Editor’s comment: This is the second Commentary of those that will appear from time to time describing treatments that may not have been validated by appropriate clinical trials but seem to be effective in diabetic patients based on small studies and/or extensive clinical experience. This one describes effective opioid treatment for those diabetic patients failing nonopioid therapies for painful neuropathy.

Methadone, a schedule II opioid, was developed in Germany in the 1940s as a spasmolytic and was not used as an analgesic agent until many years later. In the 1960s, methadone was researched and tested as a medical treatment for the growing crisis of heroin addiction and since then has been primarily used as a medication to prevent withdrawal in drug-addicted patients. In 1976, the American Pharmaceutical Association won a suit allowing providers to dispense methadone as an analgesic agent. Since that time, any provider with a schedule II license can prescribe methadone for the treatment of pain (1). Twenty-eight years later, there continues to be little literature on the use of this analgesic agent and methadone continues to be rarely prescribed, if at all, by most health care providers.

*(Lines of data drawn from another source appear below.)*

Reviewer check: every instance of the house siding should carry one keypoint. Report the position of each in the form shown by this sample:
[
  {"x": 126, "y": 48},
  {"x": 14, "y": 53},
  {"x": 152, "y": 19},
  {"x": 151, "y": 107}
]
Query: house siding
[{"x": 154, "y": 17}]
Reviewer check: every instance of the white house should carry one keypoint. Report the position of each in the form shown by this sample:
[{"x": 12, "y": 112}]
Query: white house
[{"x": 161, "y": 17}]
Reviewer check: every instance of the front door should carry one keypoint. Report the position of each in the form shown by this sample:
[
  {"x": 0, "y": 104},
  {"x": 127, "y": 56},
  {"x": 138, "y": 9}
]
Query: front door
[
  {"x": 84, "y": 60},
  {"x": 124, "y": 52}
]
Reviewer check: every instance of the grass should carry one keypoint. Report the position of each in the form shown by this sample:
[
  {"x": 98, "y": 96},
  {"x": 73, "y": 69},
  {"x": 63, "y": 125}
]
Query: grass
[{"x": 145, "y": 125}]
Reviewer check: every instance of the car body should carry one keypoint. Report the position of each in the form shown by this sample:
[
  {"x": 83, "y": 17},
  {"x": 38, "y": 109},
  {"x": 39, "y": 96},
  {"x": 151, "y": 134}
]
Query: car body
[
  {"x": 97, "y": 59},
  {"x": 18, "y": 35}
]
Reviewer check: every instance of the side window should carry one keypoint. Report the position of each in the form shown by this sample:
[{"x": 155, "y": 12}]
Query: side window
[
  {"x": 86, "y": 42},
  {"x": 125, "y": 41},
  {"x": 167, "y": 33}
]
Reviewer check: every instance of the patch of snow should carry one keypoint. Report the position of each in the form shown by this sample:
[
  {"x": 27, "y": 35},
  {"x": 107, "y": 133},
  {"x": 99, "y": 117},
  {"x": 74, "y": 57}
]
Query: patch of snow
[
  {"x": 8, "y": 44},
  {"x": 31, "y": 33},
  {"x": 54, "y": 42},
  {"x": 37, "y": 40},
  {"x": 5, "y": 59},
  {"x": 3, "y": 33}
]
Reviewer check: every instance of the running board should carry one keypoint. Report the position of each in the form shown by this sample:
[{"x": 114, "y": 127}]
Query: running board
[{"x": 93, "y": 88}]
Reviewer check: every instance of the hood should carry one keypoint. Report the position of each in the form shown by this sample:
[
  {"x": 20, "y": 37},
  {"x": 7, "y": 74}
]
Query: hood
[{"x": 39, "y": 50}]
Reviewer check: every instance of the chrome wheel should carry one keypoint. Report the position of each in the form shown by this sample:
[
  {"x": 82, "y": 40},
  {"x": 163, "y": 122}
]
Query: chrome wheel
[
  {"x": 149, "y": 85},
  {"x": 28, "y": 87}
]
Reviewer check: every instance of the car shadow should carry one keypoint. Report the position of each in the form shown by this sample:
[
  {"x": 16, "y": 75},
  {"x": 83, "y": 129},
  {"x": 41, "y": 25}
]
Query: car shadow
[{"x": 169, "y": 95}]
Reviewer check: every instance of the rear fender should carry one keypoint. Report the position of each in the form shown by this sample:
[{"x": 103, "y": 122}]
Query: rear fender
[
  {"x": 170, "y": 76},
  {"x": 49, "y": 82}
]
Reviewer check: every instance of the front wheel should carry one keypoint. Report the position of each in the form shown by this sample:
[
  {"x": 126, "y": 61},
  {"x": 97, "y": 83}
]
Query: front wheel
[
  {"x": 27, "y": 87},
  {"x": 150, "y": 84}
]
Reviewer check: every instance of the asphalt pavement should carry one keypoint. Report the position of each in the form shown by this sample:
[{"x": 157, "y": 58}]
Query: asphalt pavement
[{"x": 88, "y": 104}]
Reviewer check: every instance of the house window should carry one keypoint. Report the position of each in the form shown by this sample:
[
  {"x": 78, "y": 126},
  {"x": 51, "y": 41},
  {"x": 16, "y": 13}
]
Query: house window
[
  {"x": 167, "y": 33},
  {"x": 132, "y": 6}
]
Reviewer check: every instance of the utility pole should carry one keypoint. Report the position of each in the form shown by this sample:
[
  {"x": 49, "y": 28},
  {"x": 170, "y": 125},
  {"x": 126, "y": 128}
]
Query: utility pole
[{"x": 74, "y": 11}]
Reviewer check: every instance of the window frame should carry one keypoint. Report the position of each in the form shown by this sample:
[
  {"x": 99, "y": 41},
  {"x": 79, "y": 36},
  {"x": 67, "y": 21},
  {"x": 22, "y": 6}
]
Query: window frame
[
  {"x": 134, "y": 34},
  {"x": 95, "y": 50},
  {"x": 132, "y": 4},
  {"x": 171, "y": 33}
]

In her New England Journal of Medicine editorial, Foley (2) emphasized that “given our lack of data about how to manage chronic neuropathic pain, we must focus urgent attention on the needs of suffering patients.” It has been recognized that a main indication for methadone use in palliative medicine is the treatment of neuropathic pain. Two small studies (3,4) have demonstrated the analgesic efficacy of methadone in the treatment of neuropathic pain. One study demonstrated that patients with peripheral neuropathy seem to be more opioid responsive than those with pain from central nervous system lesions (5). Of the more than 2 million Americans affected by chronic neuropathic pain, a significant subset is comprised of individuals with diabetic peripheral neuropathy. In a small report, Bergmans et al. (6) concluded that methadone may be of particular value in the treatment of phantom limb pain and advocated for controlled clinical trials to verify their observations.

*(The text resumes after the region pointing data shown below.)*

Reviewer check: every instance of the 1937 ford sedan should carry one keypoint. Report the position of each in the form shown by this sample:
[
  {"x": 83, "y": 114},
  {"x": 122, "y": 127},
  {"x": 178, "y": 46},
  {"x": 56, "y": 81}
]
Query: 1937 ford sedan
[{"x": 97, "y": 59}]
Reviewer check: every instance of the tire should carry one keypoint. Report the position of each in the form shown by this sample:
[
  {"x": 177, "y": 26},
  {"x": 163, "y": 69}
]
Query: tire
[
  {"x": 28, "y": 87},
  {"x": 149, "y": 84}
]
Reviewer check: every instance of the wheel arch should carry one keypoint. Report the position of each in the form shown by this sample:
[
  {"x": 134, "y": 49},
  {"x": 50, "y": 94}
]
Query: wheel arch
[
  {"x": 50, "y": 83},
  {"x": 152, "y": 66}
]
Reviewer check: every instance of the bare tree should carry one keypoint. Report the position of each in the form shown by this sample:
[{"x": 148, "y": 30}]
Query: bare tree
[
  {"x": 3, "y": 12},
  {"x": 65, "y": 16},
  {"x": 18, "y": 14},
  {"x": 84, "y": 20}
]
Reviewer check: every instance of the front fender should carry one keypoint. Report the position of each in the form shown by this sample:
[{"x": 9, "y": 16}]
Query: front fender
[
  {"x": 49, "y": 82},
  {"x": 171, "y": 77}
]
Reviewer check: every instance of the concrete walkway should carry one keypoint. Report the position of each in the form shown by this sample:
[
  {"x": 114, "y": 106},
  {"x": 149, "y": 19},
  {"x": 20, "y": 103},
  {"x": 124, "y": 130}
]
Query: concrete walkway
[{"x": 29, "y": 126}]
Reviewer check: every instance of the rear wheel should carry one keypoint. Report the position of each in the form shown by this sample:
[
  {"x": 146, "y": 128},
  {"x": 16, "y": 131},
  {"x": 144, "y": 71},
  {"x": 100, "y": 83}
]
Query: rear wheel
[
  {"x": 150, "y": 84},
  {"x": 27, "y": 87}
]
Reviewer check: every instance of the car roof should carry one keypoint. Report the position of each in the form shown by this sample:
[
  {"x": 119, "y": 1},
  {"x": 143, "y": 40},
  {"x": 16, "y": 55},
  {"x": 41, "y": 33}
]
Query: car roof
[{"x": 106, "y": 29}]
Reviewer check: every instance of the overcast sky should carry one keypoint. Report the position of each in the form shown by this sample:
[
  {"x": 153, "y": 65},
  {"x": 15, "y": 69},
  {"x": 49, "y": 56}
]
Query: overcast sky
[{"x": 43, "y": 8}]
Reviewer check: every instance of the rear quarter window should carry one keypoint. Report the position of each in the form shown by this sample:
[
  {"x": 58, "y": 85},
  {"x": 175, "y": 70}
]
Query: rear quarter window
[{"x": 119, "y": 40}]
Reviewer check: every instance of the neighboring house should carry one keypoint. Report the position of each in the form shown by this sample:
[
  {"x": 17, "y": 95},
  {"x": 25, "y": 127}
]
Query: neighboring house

Methadone, a potent μ (mu) agonist, has a number of unique properties that we feel, based on our clinical experience, make it the first line “opioid of choice” for the treatment of persistent neuropathic pain. Fishman et al. (7) noted that “administering methadone to opioid naïve individuals may possess a greater margin of safety than after exposure to other opioids” and that “methadone may be better as a first-line opioid than as a traditional second or third line choice.” The properties of methadone that set it apart from other opioids include the following.

1). Antagonism to NMDA (N-methyl-d-aspartate) receptors, known modulators of neuropathic pain and important in the attenuation of the development of morphine tolerance (1). NMDA is an excitatory amino acid that has been implicated in the development of neuropathic pain and opioid tolerance (8). Due to this property, methadone, in theory, appears to be the ideal opioid for neuropathic pain and may account for the demonstration that the need for opioid escalation was significantly less in patients treated for pain with methadone than in those treated with morphine (7,9).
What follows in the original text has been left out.